The current shaken baby diagnostic process is based on conventional wisdom that doesn't hold up, according to Schweller: "You read in a scientific article that you can't develop a head injury unless you have a violent act or a 10-foot fall, and it doesn't fit the spectrum of injury that pediatricians and neurologists routinely see." Schweller also believes death-case reasoning is too "circular."

He explained: "When they're deciding if it's a homicide, the child protective officer will quote the medical examiner, and the medical examiner will quote the child protective services official. They're not making independent judgments, just giving supporting views."

The San Diego neurologist believes major national legal battles over this issue are imminent. He points to "a growing chasm between vast numbers of people in the pediatric field and other people in the neurology field -- sometimes it depends on who screams and yells the most to get to what the truth is." Misinformation routinely gets repeated in court, he contended, "so you get this body of people who, if you say something else did it, they attack you as a whacko who has some other agenda."

Shaken baby prosecutions are increasing so rapidly in some locations that parents are beginning to band together to protest. In Great Britain, at least two groups have been formed. One is named the Five Percenters because of their claim that pediatricians "routinely misdiagnose" abuse in at least one out of 20 brain injury cases "without reference to the facts surrounding the case." Another, Parents Against Injustice, claims about 15 shaken baby cases are misdiagnosed in England each year. Several British pathologists are backing them up.

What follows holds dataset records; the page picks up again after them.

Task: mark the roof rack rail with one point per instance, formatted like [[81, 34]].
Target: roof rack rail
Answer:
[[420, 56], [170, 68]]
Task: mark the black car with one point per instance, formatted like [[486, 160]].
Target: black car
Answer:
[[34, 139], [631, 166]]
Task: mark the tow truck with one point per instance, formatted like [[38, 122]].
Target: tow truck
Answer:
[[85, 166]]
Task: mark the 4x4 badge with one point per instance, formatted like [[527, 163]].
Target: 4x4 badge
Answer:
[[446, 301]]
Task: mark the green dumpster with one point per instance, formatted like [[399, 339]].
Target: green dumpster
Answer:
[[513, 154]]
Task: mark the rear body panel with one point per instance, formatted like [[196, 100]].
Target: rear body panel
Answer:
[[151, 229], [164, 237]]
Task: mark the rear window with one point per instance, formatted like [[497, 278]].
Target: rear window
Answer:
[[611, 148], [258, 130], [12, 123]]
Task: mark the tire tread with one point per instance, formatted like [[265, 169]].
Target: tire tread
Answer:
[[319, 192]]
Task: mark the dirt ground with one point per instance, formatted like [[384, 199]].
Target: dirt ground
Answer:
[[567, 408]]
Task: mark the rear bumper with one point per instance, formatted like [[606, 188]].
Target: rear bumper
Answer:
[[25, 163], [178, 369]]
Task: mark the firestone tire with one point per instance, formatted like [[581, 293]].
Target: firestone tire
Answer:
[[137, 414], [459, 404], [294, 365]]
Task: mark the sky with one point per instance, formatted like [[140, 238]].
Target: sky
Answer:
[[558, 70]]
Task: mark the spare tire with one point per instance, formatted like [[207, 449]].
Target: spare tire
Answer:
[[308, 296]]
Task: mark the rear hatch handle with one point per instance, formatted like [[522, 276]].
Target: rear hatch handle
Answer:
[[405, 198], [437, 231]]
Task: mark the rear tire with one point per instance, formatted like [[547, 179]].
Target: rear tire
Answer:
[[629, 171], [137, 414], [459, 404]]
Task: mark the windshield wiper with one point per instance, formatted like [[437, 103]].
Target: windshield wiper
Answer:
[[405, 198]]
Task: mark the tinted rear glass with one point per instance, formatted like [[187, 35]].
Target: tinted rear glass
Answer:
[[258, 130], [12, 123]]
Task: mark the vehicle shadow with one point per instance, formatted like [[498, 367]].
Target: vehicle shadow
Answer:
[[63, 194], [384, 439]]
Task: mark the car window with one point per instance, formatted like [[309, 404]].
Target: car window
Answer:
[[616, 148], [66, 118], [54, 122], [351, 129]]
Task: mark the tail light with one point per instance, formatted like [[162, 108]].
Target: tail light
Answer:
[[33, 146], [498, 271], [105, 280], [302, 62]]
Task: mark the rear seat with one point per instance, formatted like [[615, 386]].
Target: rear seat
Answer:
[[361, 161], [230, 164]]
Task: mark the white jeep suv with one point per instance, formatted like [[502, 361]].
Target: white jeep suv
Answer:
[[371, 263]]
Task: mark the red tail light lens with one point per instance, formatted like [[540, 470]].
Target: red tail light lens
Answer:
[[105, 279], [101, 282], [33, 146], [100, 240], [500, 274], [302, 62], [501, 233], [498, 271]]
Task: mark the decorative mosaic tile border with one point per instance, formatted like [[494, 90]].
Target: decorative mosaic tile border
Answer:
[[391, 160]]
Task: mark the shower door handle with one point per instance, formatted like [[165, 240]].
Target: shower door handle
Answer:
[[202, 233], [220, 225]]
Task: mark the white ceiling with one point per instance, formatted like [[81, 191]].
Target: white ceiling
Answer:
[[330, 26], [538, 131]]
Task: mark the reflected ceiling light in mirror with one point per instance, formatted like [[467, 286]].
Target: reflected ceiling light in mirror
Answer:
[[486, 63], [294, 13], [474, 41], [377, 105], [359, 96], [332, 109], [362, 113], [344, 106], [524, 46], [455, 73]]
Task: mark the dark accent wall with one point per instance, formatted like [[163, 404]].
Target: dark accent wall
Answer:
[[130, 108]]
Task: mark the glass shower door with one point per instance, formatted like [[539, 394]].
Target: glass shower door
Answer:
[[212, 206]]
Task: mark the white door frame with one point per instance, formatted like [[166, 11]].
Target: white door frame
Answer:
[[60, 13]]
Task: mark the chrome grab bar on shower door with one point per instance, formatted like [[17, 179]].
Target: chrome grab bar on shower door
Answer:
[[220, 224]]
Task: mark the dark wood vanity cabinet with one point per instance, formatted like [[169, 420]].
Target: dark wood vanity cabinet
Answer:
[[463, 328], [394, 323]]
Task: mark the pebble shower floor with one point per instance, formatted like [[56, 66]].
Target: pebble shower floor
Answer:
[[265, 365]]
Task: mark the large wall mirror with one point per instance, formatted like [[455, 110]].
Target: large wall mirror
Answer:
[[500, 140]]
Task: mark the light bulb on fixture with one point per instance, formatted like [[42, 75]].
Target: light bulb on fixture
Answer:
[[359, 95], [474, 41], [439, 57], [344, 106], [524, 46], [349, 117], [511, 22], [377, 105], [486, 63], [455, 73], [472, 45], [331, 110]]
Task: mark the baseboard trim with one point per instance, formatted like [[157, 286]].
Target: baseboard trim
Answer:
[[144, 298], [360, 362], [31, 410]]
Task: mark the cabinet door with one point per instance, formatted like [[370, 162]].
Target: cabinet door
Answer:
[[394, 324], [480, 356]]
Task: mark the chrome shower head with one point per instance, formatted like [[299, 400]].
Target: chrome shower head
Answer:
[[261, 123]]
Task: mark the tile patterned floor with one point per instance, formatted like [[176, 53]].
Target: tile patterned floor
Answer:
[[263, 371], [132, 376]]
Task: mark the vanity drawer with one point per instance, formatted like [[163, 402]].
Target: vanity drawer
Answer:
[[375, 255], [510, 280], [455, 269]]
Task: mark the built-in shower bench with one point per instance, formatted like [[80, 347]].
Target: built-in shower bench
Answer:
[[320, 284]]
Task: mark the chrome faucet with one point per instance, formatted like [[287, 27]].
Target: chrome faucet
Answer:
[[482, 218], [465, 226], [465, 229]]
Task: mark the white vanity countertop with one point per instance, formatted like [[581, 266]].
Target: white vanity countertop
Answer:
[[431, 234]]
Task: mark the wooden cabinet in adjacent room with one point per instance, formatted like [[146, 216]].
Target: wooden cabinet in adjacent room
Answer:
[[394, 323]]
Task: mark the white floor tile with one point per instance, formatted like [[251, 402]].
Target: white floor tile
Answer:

Parents accused of shaken baby assaults also are aware of a vast disparity in sentencing in the deaths of infants. Malcolm Scoon -- in a case legal and scientific experts deem extremely questionable -- drew a longer sentence than Brian Peterson, the Delaware teen who in November 1996 heaved his and his girlfriend's newborn son into a Dumpster after she ordered him to "get rid of it." For the infanticide, he recently drew 24 months, plus 300 hours of community service, which includes counseling teen-agers on parenthood.